Ora sono gli altri ad attaccare, a poter sparare contro tutto quello che si muove, mentre gli americani devono pensare a riportare a casa i feriti e i morti. Una delle regole dello scontro urbano potrebbe essere che ogni proiettile ha una traiettoria che continua oltre il primo impatto. Spesso i colpi arrivano di rimbalzo da tutte le direzioni, un razzo può mancare il primo bersaglio ma raggiungere il soldato dietro un muro. Virtualmente, non si può mai essere al sicuro nemmeno per un momento. Anche se si tratta di una guerra cablata e tecnologica, coperta da telecamere di altri elicotteri che filmano e guidano dall'alto l'azione, in realtà la comunicazione può poco di fronte alle esigenze del terreno: le trasmissioni sono troppo lente, il messaggio è sempre in ritardo rispetto agli eventi.
Un elicottero fa da
navigatore a una Jeep:
“Svolta a sinistra...”
“Lo devo sapere prima di arrivarci su quella stramaledetta strada!”
“Dovrete rallentare...C'è un ritardo dal momento in cui giungono
istruzioni dal controllo aereo al centro operativo e poi a me”
“Non possiamo rallentare, siamo sotto il fuoco nemico, non possiamo rallentare!”
NEMICO
Il dialogo chiave del film è quello che si svolge tra un pilota americano
prigioniero e un miliziano.
Offrendogli una sigaretta:
“.. Voi americani non fumate piu’e vivete una vita lunga e non interessante,….
“… Ora puoi negoziare ..”
“...Non io, non comando..”
“…Tu hai il potere di uccidere, ma non di negoziare, in Somalia
uccidere e negoziazione... noi lo sappiamo bene, senza vittoria non ci sarà
pace, ci saranno sempre morti, questo e’ come il mondo funziona.”
Questo pilota, che poi
pare sia stato sostituito e tuttora fa parte dell’esercito, è stato
intervistato dalla CNN varie volte.
Nel frattempo si sente da un elicottero un auto parlante urlare sopra Mogadiscio,
“...Mike we won’t leave you behind!”
TEAM
Il gruppo non molla nessuno indietro, come un branco di lupi, l’organizzazione
sta al passo con il più lento, con quello che è più in
difficoltà. È il tema organizzativo del film: si combatte in gruppo,
si vince e perde in gruppo, il gruppo è tutto quando si è sul
terreno, quando qualcosa di imprevedibile accade, non è come nei freddi
libri di strategia militare mutuati spesso dal management, è la nuova
guerra, in cui chi esegue gli ordini ha anche il potere di decidere, in cui
chi è sul terreno deve essere selettivo.
Un rescue team chiede al generale di potere essere lasciato scendere sul terreno
anche se la situazione è critica, non vogliono lasciare i compagni. All'inizio
il generale in comando si oppone, ma di fronte alla loro insistenza dice:
DECISIONI
“...Rischiate di morire, sono in troppi è una scelta che lascio
a voi”
“ Noi scegliamo di andare”
Una dialettica gerarchica che Sun Tzu non aveva previsto. È la guerra moderna, in cui i soldati sono colti, eruditi, maneggiano armi ad alta tecnologia, infrarossi, non è la guerra della carne da macello, i soldati tornano anche a recuperare i corpi dei morti, la vita di chi combatte ha un grande valore.
“No man left behind,
…. Avremo cento bare piene se non interveniamo, ecc..”

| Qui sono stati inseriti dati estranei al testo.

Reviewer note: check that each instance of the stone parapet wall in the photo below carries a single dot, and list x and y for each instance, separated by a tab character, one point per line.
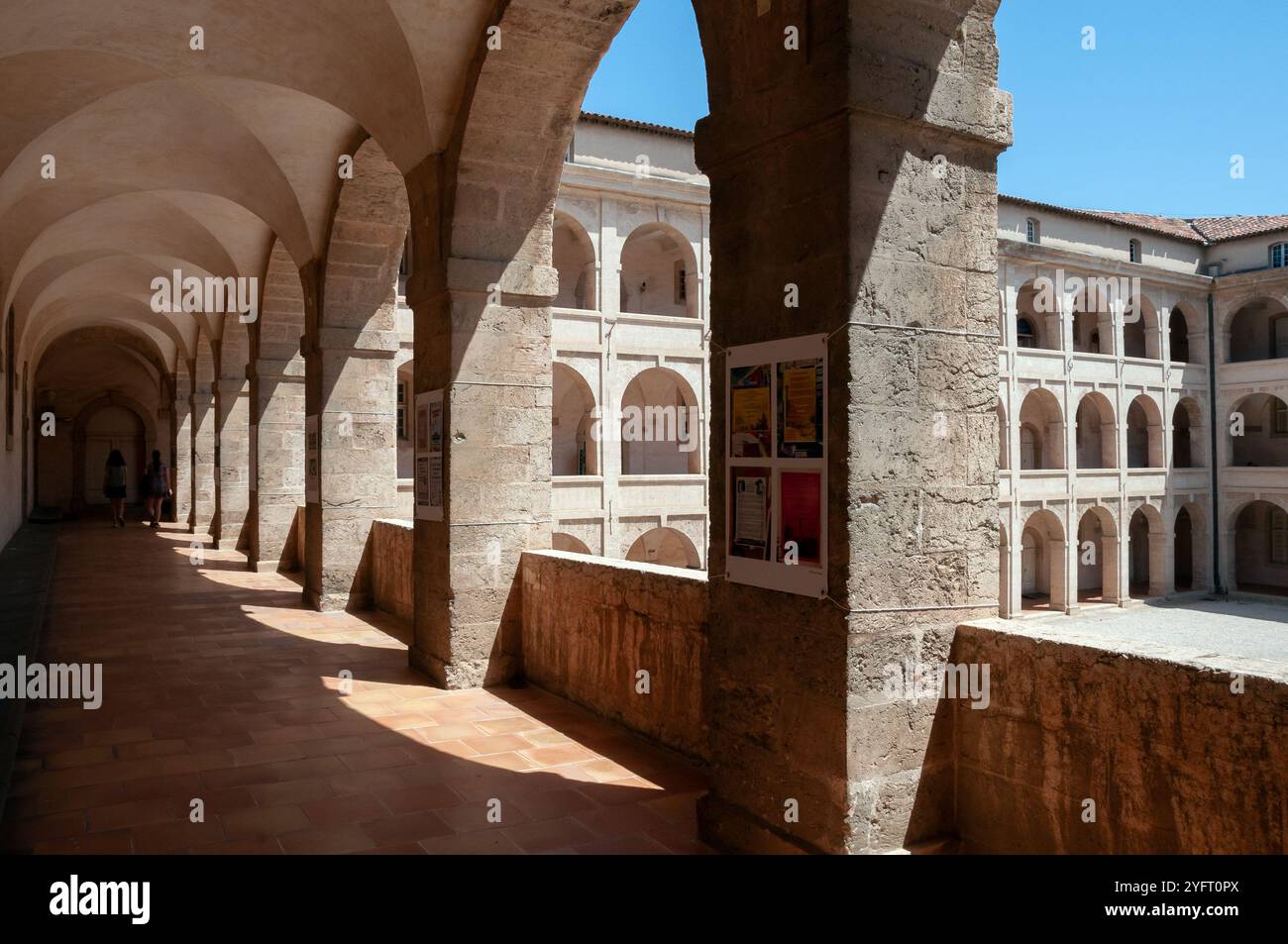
391	546
591	625
1173	760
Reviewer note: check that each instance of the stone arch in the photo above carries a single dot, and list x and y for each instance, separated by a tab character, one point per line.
575	423
562	541
1098	557
136	464
574	258
660	271
1041	430
1257	327
1265	423
1145	434
1095	432
1043	563
1146	552
1258	548
1141	330
1034	326
1189	439
665	546
661	425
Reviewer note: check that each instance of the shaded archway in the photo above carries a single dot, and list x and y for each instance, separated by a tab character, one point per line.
574	257
1144	434
666	548
1043	583
661	425
1146	553
660	271
132	429
1141	330
1261	549
1258	331
1098	557
1041	430
1263	441
1096	433
1189	445
574	441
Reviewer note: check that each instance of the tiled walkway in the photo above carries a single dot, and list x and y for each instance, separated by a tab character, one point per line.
219	686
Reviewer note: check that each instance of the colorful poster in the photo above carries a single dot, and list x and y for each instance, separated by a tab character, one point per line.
800	518
800	408
748	513
750	411
429	456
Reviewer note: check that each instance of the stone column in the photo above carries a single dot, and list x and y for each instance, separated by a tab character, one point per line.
232	408
483	335
863	172
277	484
356	393
180	456
202	460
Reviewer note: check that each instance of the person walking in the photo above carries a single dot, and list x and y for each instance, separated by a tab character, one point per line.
159	488
114	487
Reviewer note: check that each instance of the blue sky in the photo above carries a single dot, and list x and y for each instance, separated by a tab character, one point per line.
1147	121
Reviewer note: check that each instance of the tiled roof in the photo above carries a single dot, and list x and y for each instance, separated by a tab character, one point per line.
1202	230
636	125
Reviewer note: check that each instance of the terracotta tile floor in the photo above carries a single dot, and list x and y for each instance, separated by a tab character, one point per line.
219	685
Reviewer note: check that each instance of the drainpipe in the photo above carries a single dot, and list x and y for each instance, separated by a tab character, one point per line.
1216	456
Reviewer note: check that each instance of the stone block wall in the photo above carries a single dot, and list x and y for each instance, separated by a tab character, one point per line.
391	546
1173	760
590	626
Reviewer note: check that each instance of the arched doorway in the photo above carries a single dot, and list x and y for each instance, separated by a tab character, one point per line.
574	445
665	546
1261	549
661	425
114	428
1098	557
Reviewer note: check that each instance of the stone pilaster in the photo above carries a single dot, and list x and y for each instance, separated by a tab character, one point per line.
202	462
482	336
232	411
864	175
357	462
277	484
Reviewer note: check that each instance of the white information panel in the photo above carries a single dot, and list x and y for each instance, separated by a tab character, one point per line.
429	456
776	465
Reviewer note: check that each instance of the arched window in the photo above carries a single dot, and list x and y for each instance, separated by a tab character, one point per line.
1024	334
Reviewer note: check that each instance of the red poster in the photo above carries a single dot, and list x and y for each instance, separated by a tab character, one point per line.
800	517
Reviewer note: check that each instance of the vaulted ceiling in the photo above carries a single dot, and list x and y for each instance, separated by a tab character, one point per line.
170	157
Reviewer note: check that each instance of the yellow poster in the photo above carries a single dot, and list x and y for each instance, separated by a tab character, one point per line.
799	389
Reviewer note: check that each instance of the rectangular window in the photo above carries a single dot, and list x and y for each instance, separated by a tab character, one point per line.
402	408
1278	537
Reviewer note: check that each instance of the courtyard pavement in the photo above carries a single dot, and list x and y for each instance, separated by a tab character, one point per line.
220	686
1236	634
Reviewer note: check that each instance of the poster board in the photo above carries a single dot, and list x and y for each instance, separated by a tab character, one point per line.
776	447
312	474
429	455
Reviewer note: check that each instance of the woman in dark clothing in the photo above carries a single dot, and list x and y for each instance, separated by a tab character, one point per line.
159	488
114	487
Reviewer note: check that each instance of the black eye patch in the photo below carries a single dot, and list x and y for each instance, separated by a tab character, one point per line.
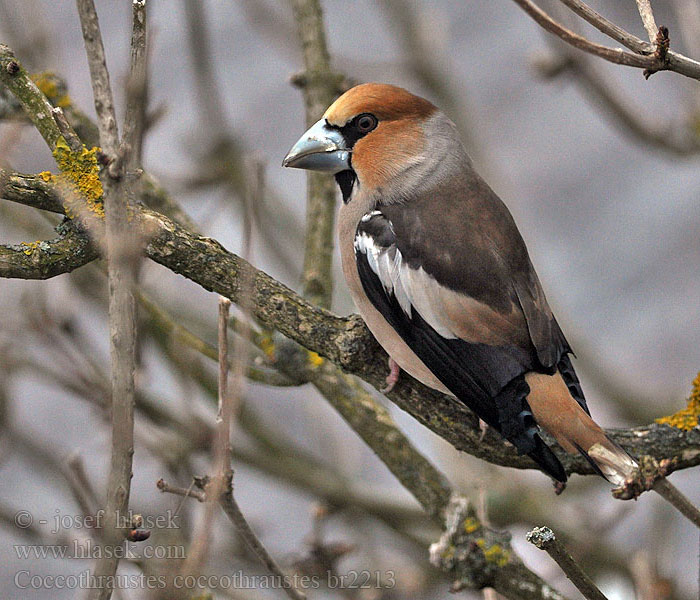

Sono tra le frasi più pronunciate nel film.
Il film si conclude con un pensiero del sergente idealista:
“ A un amico che mi chiedeva, perchè andavamo a combattere una guerra di altri, cosa pensate di essere, eroi?”
“Non sapevo cosa
rispondere...adesso direi, nessuno chiede di essere un eroe, solo alcuni escono
dalle situazioni in questo modo.”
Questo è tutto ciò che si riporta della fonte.